According to a study by the Small Business Administration, more than 70 percent of startup businesses fail within the first 10 years of operation. The high risk factor that accompanies these first-time business ventures scares off plenty of budding entrepreneurs before they’ve even taken out a loan, let alone gotten their feet wet in an investment.

But ‘U’ alum Elizabeth Edwards intends to end the misconceptions of entrepreneurship with her book “Startup: The Complete Handbook for Launching a Company for Less.” Though not a writer by trade (she studied psychology at the University), Edwards made the “Top 100 Books for Business — New Business” list on Amazon during her book’s first week on the market, and was endorsed by MySpace VP of Technology Michael Cerda and Angel Capital Association founder Bill Payne.

Edwards’s success in business may seem surprising in light of her self-described lack of academic experience in the field. But her past research in cognitive human behavior at the University shares a relationship with her current pursuits.

“In the Honors Program at the University’s Psychology Department, I got to participate in a lot of primary research,” Edwards said in an interview with The Michigan Daily. “Once I grew more comfortable with evaluating the research of others and really digging into the numbers, I knew I was ready to start my own business.”

The strategy Edwards outlines in “Startup” doesn’t rely on “gut feelings” or snap judgments — her goal is to give people all the facts they need to pitch their ideas, find appropriate sources of funding and ultimately save enough money to stay afloat during the critical period of a business’s conception.

“When people don’t have enough information, they naturally shy away from any sort of risk-taking,” Edwards said. “Because I’m a numbers geek, I’m trying to help people navigate these calculations in a very step-by-step way, with solid facts.”

On the flipside, she acknowledges that entrepreneurship is a double-edged sword, and hopes to prevent would-be risk takers from sinking money into a shaky enterprise.

“A lot of new entrepreneurs fall so in love with their ideas that they never bother to do the math and ask themselves the hard question: ‘Can I make enough to live on with this business model?’ ” Edwards said.

In spite of the dire need for concrete information about the odds of a startup’s success or failure, the availability of statistical data to aid entrepreneurs is regrettably inadequate. Edwards’s book helps solve this problem by translating the best research of small business think tanks like the International Council for Small Business (ICSB), the United States Association for Small Business and Entrepreneurship (USASBE) and the studies of university professors into accessible terms that everyone can understand.

Though she includes a wealth of third-party information, Edwards isn’t just piggybacking off others’ work. She started her own business — a consulting firm for other startup companies — in January 2010 and spent eight months building it from the ground up before writing “Startup.” Consequently, the book combines a wealth of personal experiences (including her seven years as a venture capitalist) with a collection of well-organized research that leaves no stone unturned.

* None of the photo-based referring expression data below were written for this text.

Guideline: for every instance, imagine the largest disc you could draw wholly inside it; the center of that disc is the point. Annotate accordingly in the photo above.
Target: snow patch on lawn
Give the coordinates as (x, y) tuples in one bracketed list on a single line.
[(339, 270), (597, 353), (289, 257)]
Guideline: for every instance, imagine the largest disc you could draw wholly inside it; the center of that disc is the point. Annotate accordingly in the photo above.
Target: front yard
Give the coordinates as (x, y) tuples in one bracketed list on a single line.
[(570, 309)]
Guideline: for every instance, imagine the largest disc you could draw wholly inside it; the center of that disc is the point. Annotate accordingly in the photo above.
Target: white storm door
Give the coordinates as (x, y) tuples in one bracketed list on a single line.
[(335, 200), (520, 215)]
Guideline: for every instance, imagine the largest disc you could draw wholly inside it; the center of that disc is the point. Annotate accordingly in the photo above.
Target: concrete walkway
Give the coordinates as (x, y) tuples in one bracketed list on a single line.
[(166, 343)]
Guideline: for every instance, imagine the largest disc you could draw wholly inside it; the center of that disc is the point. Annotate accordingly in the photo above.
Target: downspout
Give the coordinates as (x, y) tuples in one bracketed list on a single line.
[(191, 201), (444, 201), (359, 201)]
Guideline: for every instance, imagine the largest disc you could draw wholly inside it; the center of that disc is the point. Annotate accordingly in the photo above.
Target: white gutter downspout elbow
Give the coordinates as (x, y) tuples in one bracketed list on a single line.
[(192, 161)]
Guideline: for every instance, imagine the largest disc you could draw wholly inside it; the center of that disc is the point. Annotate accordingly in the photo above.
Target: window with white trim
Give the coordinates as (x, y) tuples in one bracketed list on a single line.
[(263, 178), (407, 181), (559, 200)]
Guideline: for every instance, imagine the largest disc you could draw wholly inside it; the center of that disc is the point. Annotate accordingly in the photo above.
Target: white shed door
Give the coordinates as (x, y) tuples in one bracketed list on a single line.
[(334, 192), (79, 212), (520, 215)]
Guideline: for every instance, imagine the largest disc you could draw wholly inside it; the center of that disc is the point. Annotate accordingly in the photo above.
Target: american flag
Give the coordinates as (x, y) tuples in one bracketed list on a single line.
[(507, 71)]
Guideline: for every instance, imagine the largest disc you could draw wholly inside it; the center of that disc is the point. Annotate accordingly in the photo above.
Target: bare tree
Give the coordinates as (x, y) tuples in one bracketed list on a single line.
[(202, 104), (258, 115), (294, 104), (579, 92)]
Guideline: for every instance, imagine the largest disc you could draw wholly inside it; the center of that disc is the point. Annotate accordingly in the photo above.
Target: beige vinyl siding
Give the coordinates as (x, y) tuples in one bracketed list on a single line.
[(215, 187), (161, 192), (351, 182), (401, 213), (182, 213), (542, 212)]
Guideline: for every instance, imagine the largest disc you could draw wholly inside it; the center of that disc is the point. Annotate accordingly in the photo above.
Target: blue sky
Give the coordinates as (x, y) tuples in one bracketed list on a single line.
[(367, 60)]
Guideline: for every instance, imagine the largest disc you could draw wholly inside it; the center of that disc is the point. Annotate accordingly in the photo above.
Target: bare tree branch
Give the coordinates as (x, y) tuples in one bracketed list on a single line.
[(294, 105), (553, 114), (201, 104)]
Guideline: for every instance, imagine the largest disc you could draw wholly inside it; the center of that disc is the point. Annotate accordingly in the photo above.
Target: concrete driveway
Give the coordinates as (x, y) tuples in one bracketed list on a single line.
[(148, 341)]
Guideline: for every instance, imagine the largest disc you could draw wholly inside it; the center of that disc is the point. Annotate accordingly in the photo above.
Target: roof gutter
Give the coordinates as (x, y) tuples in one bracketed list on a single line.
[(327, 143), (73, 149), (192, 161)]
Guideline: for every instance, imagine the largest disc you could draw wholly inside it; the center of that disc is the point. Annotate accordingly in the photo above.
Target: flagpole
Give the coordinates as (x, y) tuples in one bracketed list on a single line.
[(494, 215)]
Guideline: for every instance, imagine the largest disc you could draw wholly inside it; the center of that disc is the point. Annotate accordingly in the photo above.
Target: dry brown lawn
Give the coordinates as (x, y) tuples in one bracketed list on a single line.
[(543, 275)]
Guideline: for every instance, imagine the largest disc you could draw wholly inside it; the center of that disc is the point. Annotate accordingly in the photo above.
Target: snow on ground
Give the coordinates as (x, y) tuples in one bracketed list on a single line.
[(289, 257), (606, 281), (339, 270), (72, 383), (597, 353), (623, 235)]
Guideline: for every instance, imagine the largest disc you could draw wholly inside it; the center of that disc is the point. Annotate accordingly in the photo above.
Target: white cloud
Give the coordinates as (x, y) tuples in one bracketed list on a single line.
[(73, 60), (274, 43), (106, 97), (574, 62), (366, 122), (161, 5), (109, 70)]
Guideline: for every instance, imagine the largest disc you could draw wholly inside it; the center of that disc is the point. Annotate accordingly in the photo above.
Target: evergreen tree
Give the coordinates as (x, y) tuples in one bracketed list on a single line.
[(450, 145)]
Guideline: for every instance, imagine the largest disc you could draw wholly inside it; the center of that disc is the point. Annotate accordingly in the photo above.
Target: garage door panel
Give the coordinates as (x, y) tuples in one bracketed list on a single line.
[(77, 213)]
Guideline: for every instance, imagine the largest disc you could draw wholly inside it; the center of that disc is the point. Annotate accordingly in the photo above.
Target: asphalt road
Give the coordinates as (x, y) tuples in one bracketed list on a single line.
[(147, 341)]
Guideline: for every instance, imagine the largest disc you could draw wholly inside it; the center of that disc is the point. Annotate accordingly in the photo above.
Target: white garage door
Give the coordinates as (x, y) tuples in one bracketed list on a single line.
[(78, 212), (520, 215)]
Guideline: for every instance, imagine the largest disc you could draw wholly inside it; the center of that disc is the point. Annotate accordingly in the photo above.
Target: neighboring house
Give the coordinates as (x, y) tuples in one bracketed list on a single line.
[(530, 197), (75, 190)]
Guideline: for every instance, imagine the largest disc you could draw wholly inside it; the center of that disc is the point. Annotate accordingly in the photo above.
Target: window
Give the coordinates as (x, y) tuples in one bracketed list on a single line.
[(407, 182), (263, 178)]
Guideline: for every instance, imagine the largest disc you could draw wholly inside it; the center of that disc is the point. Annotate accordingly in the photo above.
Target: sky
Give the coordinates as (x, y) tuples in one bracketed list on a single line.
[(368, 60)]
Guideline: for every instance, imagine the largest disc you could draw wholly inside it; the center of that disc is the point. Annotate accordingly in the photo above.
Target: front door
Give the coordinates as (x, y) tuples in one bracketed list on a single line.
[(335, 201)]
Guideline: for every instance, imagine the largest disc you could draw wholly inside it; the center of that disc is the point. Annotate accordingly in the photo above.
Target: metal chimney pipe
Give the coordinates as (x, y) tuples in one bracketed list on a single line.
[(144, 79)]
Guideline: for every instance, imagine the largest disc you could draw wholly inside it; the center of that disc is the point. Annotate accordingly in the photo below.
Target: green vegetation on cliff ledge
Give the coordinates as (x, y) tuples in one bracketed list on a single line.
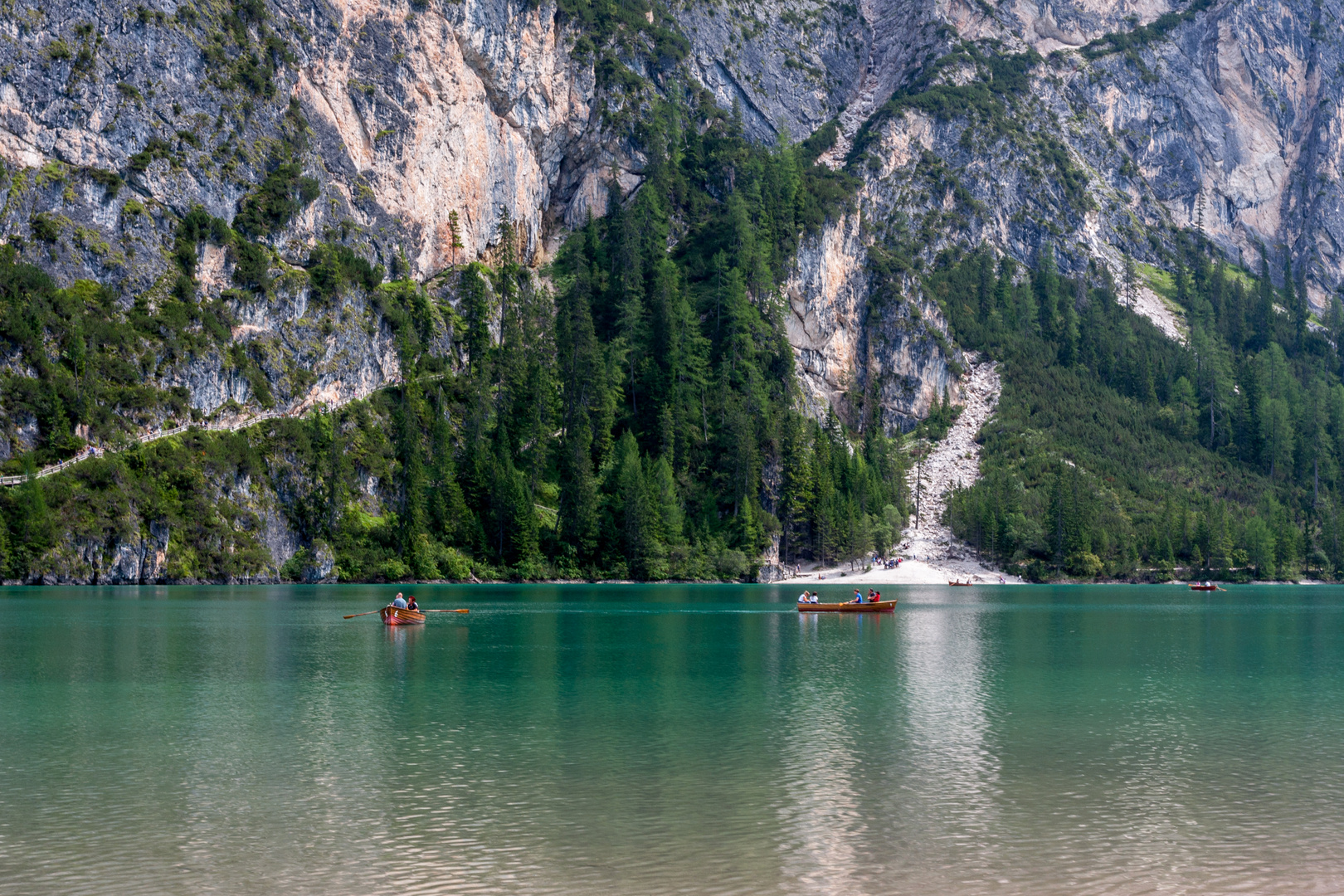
[(1120, 451), (640, 421)]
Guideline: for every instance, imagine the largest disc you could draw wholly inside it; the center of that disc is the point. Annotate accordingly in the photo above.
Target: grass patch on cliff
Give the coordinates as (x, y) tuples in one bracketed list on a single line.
[(1118, 451)]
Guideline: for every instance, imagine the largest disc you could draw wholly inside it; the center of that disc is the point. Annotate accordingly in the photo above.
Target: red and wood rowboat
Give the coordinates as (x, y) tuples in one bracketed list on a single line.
[(398, 617), (880, 606)]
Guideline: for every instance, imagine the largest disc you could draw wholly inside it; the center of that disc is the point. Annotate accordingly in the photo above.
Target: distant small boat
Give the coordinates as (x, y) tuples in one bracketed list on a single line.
[(880, 606), (398, 617)]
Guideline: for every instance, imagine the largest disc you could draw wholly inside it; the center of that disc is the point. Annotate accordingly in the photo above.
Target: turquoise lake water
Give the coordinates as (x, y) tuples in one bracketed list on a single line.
[(659, 739)]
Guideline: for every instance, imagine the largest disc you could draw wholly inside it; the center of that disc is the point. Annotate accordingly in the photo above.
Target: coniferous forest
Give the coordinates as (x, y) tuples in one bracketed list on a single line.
[(631, 412), (1118, 451)]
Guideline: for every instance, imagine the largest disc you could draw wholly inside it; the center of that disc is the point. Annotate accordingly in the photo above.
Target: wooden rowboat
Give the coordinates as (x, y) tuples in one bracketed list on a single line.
[(398, 617), (880, 606)]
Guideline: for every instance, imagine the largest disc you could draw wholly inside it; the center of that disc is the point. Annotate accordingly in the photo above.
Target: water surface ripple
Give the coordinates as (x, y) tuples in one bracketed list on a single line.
[(667, 739)]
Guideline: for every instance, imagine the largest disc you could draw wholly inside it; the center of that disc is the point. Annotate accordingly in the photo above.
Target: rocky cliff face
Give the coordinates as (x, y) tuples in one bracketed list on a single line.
[(426, 124)]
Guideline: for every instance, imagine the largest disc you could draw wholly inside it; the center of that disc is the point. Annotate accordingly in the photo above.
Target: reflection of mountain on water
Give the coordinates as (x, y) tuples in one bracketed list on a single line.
[(889, 777)]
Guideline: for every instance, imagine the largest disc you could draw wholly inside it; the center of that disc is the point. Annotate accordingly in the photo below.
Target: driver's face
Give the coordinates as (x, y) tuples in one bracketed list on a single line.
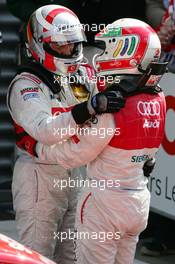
[(63, 50)]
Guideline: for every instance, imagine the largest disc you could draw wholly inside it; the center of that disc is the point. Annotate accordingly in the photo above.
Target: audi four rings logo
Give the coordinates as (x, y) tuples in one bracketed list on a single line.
[(149, 108)]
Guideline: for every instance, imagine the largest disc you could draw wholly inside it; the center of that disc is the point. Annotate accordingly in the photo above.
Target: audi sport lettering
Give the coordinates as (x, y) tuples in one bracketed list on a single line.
[(149, 108), (153, 124)]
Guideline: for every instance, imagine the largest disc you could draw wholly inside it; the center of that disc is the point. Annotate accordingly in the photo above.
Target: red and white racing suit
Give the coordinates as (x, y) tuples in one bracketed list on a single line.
[(113, 208), (43, 209)]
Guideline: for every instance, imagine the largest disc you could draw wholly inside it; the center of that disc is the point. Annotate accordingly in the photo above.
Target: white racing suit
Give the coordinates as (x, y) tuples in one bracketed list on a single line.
[(42, 209), (113, 208)]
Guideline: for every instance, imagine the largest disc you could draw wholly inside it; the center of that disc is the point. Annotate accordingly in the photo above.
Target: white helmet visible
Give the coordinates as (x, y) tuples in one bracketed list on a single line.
[(55, 25), (128, 46)]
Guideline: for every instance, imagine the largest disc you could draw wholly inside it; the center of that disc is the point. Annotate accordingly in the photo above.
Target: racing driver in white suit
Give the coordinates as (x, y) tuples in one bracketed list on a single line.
[(37, 96), (109, 220)]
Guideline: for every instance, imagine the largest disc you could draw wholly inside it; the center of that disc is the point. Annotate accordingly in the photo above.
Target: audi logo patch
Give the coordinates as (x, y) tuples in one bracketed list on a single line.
[(149, 108)]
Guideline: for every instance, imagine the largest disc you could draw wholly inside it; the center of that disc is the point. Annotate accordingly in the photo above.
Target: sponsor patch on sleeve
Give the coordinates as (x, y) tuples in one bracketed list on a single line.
[(30, 96)]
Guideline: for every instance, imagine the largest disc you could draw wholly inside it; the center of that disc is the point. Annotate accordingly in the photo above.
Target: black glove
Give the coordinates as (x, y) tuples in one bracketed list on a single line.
[(105, 102), (110, 101), (148, 167)]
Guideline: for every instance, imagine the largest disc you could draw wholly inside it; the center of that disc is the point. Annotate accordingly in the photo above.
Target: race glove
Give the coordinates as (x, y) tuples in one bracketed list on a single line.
[(109, 101), (148, 167)]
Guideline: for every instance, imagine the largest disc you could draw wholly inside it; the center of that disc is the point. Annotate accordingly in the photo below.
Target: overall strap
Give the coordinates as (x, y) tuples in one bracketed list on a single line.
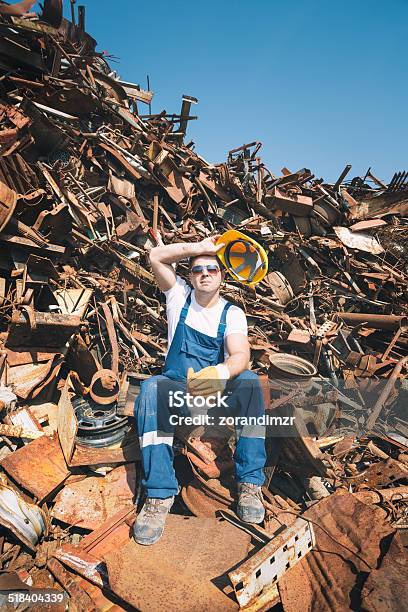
[(223, 322), (185, 308)]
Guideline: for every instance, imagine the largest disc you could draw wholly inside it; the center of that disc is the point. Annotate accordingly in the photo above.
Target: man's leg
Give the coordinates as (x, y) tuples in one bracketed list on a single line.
[(155, 430), (246, 400)]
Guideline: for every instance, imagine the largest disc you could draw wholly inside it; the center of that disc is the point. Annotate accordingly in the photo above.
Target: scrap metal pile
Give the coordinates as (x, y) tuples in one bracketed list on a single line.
[(90, 181)]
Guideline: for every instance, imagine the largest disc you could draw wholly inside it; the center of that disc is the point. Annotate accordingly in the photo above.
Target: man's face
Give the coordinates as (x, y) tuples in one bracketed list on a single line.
[(206, 281)]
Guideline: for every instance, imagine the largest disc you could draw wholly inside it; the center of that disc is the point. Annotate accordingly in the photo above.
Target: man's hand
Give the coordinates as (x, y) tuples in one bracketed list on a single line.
[(208, 246), (207, 381), (19, 9), (162, 257)]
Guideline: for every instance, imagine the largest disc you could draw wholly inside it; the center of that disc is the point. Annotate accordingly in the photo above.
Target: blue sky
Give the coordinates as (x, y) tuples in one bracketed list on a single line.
[(321, 83)]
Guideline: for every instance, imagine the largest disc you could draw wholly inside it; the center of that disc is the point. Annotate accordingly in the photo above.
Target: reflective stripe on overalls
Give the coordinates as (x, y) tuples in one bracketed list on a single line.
[(191, 348)]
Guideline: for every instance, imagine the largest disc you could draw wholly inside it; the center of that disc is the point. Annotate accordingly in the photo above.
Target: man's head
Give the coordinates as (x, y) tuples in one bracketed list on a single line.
[(206, 274)]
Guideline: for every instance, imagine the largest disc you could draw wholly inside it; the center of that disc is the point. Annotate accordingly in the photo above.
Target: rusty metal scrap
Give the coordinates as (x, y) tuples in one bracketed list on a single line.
[(90, 181)]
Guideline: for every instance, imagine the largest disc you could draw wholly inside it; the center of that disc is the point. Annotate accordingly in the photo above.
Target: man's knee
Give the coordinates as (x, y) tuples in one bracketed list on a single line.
[(148, 394), (247, 377)]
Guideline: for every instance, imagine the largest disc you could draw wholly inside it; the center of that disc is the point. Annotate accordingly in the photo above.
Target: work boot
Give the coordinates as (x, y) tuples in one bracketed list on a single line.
[(250, 507), (149, 524)]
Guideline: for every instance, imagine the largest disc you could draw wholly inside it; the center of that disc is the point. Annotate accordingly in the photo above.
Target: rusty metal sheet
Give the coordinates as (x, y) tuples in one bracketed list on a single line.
[(30, 379), (381, 474), (185, 570), (33, 355), (90, 502), (8, 201), (295, 203), (39, 467), (106, 456), (386, 588), (46, 329), (349, 537)]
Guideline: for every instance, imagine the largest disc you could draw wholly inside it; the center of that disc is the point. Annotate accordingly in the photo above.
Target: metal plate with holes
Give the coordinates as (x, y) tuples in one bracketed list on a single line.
[(259, 574)]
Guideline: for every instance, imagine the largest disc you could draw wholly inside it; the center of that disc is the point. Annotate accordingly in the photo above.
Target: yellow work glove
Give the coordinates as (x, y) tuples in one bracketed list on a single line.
[(207, 381)]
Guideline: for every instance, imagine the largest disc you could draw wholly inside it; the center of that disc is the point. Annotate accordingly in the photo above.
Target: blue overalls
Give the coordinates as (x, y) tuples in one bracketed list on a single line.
[(192, 348)]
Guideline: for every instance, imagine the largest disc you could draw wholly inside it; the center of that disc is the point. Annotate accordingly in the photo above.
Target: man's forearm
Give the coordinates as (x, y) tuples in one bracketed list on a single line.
[(172, 253)]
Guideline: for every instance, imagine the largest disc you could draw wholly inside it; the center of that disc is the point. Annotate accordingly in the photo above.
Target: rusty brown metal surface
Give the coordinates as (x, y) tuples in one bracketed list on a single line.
[(386, 586), (90, 502), (348, 541), (90, 181), (188, 566), (38, 467)]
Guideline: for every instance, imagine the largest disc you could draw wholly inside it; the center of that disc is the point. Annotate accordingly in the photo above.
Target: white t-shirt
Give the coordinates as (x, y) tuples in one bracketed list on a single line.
[(205, 320)]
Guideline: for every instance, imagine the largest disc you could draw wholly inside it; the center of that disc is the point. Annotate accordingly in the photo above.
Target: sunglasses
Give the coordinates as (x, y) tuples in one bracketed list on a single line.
[(212, 269)]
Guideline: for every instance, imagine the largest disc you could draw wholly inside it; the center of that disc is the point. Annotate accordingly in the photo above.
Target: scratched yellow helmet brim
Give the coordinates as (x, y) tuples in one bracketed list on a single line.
[(242, 257)]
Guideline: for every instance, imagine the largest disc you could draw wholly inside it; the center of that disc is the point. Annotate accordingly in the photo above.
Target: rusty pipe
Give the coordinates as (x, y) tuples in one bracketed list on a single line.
[(374, 321), (385, 393)]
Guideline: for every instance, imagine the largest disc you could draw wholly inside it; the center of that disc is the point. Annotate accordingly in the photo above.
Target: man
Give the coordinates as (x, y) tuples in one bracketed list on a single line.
[(208, 352)]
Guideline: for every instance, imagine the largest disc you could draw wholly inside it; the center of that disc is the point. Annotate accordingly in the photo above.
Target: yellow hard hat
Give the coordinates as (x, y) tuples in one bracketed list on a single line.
[(243, 258)]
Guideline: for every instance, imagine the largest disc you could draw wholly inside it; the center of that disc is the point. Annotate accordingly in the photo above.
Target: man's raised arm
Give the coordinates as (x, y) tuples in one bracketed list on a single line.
[(161, 258)]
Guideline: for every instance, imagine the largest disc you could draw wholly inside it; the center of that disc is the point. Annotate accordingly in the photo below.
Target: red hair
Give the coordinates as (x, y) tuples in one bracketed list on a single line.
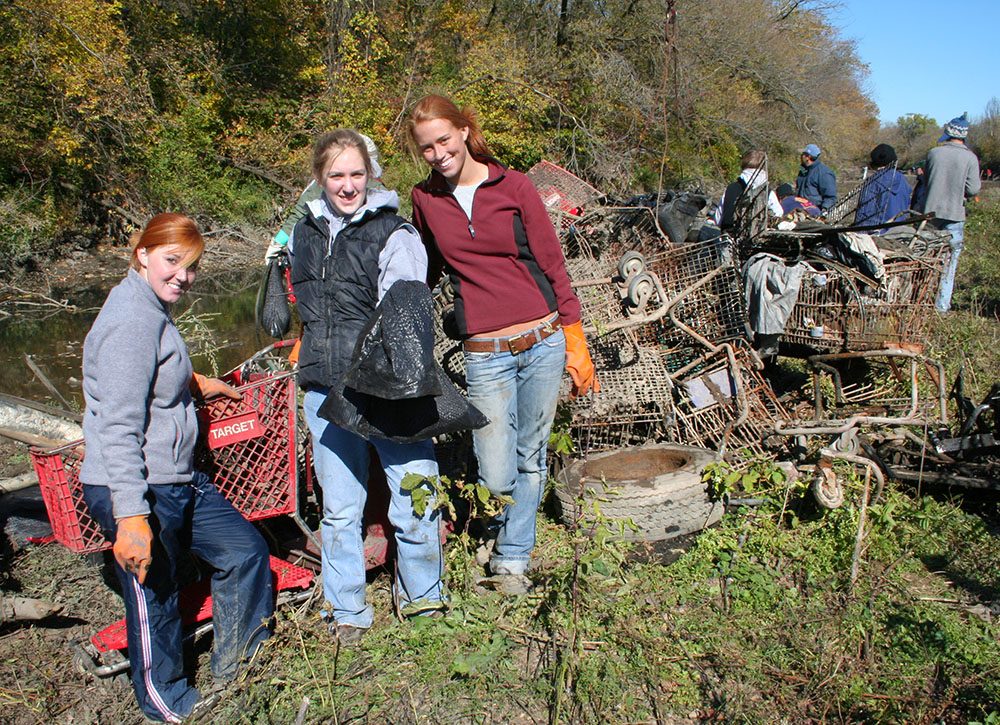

“I’m trying to work with professors and educators to get this information incorporated into course material,” Edwards said. “The stuff that’s out there now is only useful if you buy 10 different books and try to extract the few useful tidbits from each of them.”

Among the tips in “Startup” are guidelines for seeking funding from venture capitalists, the average waiting periods for various loans and grants and how, when and where to pitch an idea to potential investors.

“The crusade that I’m on is to let people adapt their strategy,” Edwards said. “Often you might have a panel of judges at your business plan competition and all of them are patting you on the back, telling you what a great pitch you had, but no one’s writing a check.”

“There’s a reason, and it has nothing to do with you,” she added.